Evangelical Prof’s ‘Biblical Comma’ Tweet Exposes Paradox of ‘Respectable’ Evangelical Anti-Intellectualism

Owen Strachan has a number of books. Image: Facebook.

After the Trump years and the January 6 insurrection, in which recognizably evangelical prayers and symbols featured prominently, America’s conservative, mostly white evangelical Christians aren’t exactly popular. But just when you think your expectations for this authoritarian demographic can’t get any lower, some “respectable” evangelical comes along and invokes the “biblical comma.” In case you were wondering, this ostensibly holy punctuation mark is just as much a real thing as dinosaurs on Noah’s Ark, although at least dinosaurs really did exist at one point in time, unlike commas in any ancient manuscript. Let me explain.

Over the weekend, Grace Bible Theological Seminary provost and theology professor Owen Strachan set Twitter abuzz with a profoundly ignorant tweet that reads, in part, “There is not a single edit you could make to Scripture to improve it. Anything you would do to amend so much as a biblical comma would drastically demote it. You can’t improve the Word of God. You’d only ruin perfection. Keep your edits on the shelf.” 

The backlash was immediate and extensive. Of course, Strachan may have been trolling for exactly the sort of reaction he got, as he’s launching a book on Christianity and “wokeness,” which he’s described as “a major threat to the Christian faith” and “a different religion altogether.” But even so, some of the responses to Strachan, who later attempted to “clarify” his point, make for entertaining reading.”

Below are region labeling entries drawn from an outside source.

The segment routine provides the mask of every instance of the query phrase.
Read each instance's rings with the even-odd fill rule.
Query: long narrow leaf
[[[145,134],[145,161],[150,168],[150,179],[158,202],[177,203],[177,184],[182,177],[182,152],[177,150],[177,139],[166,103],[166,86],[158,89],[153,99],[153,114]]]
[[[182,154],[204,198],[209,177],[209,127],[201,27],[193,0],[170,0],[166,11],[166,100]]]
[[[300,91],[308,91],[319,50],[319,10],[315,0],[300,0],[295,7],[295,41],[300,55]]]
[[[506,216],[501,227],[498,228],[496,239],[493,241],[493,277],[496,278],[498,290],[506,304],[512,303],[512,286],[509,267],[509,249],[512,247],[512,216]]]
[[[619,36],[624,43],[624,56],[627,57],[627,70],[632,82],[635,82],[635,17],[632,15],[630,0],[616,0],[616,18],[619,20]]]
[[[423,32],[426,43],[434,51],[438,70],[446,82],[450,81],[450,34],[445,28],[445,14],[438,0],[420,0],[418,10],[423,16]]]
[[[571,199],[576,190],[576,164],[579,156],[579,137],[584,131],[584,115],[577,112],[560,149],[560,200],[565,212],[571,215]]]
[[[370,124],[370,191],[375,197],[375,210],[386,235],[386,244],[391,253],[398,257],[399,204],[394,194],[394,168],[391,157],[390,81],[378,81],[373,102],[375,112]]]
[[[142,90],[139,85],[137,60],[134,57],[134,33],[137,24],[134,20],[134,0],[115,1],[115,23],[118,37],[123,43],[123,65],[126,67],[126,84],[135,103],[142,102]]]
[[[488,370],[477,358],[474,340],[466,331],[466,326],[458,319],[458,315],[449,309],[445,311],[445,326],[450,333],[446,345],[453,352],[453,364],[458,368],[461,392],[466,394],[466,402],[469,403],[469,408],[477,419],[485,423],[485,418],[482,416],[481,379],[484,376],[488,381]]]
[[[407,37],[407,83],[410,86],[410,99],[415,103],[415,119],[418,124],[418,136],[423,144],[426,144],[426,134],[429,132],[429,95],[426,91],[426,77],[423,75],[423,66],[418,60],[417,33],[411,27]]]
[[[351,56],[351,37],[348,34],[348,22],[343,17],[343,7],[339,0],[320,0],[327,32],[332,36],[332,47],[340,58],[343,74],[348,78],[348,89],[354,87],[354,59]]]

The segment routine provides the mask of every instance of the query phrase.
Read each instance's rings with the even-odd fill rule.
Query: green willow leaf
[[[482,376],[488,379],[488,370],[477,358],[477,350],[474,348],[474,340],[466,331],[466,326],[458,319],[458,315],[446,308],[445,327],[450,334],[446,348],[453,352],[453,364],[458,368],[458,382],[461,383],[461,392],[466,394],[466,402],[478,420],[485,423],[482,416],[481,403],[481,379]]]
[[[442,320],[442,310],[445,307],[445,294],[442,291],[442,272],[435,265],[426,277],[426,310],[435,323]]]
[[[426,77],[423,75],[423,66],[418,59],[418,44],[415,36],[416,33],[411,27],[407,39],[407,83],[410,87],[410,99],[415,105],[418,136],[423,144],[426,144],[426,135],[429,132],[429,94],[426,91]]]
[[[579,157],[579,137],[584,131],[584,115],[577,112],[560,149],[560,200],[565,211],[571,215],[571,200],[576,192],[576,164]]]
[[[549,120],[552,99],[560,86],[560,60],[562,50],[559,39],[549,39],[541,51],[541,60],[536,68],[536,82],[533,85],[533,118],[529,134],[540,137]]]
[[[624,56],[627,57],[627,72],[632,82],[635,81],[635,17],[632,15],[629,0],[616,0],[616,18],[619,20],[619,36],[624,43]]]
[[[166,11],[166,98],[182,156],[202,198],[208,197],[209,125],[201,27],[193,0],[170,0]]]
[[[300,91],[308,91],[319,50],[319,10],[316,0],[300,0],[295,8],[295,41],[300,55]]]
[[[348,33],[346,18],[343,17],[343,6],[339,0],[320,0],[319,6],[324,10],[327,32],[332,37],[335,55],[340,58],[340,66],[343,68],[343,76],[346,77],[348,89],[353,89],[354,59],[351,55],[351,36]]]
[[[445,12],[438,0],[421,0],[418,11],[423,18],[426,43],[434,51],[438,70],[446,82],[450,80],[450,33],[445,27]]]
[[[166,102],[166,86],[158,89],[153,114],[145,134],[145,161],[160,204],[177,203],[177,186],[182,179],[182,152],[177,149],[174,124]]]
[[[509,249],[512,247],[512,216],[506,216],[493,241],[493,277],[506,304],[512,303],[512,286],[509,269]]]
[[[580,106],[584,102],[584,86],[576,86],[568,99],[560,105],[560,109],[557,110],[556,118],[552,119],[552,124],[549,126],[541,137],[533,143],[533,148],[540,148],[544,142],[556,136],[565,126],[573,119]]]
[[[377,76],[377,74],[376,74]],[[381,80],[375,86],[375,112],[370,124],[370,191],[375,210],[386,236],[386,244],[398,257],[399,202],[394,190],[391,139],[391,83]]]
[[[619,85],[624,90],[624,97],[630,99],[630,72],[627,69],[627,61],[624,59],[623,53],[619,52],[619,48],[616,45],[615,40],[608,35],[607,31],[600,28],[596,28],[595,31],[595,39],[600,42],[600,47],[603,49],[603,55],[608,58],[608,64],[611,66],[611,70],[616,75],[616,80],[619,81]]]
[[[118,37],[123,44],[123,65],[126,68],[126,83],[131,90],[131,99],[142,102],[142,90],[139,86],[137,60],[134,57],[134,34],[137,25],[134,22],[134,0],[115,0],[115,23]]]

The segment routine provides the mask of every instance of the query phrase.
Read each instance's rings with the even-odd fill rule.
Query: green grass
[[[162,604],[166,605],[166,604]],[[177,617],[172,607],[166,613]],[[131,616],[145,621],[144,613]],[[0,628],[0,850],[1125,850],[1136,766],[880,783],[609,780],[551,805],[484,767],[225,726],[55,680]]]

But there is context here worth exploring that goes beyond a single puerile instance of “triggering the libs.” Apart from dunking on the “biblical comma,” a number of Twitter users, including RD contributor Andrew Seidel, pointed out that the Bible contains verses that legitimate the practice of slavery.

The funny thing in this regard is that Strachan, an occasional contributor to Tim Keller’s The Gospel Coalition and a classic Calvinist theobro, is known to prefer the ESV translation of the Bible, which replaces the term “slave” with the essentially made up euphemism “bondservant.” In other words, this fan of the “unedited” Bible is aware of modern edits and prefers certain ones over others.

But why would Strachan, who has an undergraduate degree from a secular liberal arts college and advanced degrees, including a PhD, from accredited seminaries, tweet something he clearly knows to be false? For help addressing that question, RD turned to scholars in religious studies with expertise on American evangelicalism. 

University of North Florida Professor Julie Ingersoll noted that evangelical academics occupy an awkward space in which they must deliver anti-intellectual red meat to evangelical audiences even as they crave the respectability that comes with having credentials those outside their religious community generally will recognize as valid. 

“They’ve always had this insecurity about legitimacy,” Ingersoll told RD. “It’s how we got evangelicalism out of fundamentalism. It’s why so many of them prefer to get their degrees from Oxford or somewhere in Scotland.” 

Asked how Strachan could justify tweeting an outright lie about the Bible, Ingersoll mused, “In this case I might think that Strachan understood this not as lying but as hyperbole for marketing, to cause a fuss leading up to the launch of his book. But haven’t you ever heard evangelicals cite Rahab to justify lying to ‘the enemy?’”

Other religious studies scholars weighed in with related insights on Twitter:

Bradley Onishi, a popular exvangelical podcaster and associate professor of religious studies at Skidmore College, approached the question from a somewhat different angle. “Strachan’s comments on ‘biblical commas’ are easily debunked. There is no historical case for them,” Onishi began, adding, “The deeper question is what such rhetoric does for him and other biblical literalists.” Noting that Strachan is a staunch advocate of the misogynistic doctrine of “complementarianism,” which holds that God created men and women for different roles and that it’s not permissible for women to hold authority over men, Onishi told RD:

Strachan is clearly someone who wants to control borders and bodies. His theology of gender, marriage, and family is based on a strict patriarchal order. His new book resists any examination of the American social body’s structuring, labeling ‘Whiteness’ an imaginary category. Read in this context, the ‘biblical comma’ tweets reflect a desire to put clear borders and boundaries around the biblical text, just as he has sought to do with marriage, family, and the nation. For him, the Bible is scary if it offers permeable categories and ambiguity.

Of course, reality is full of permeable categories and ambiguity, and authoritarian movements—whether religious, overtly political, or, as is frequently the case, both—are driven to keep that complexity at bay. What Onishi calls Strachan’s “theology of fear” is a powerful weapon in the Christian Right’s battle to uphold white supremacist patriarchy and social domination in the face of declining numbers. America currently faces a very real threat of minority authoritarian rule by white right-wing Christians like Strachan. And when it comes to fear, if we have any hope of staving off that threat, we need our media gatekeepers and elite pundits to stop being afraid to criticize their kind of Christianity.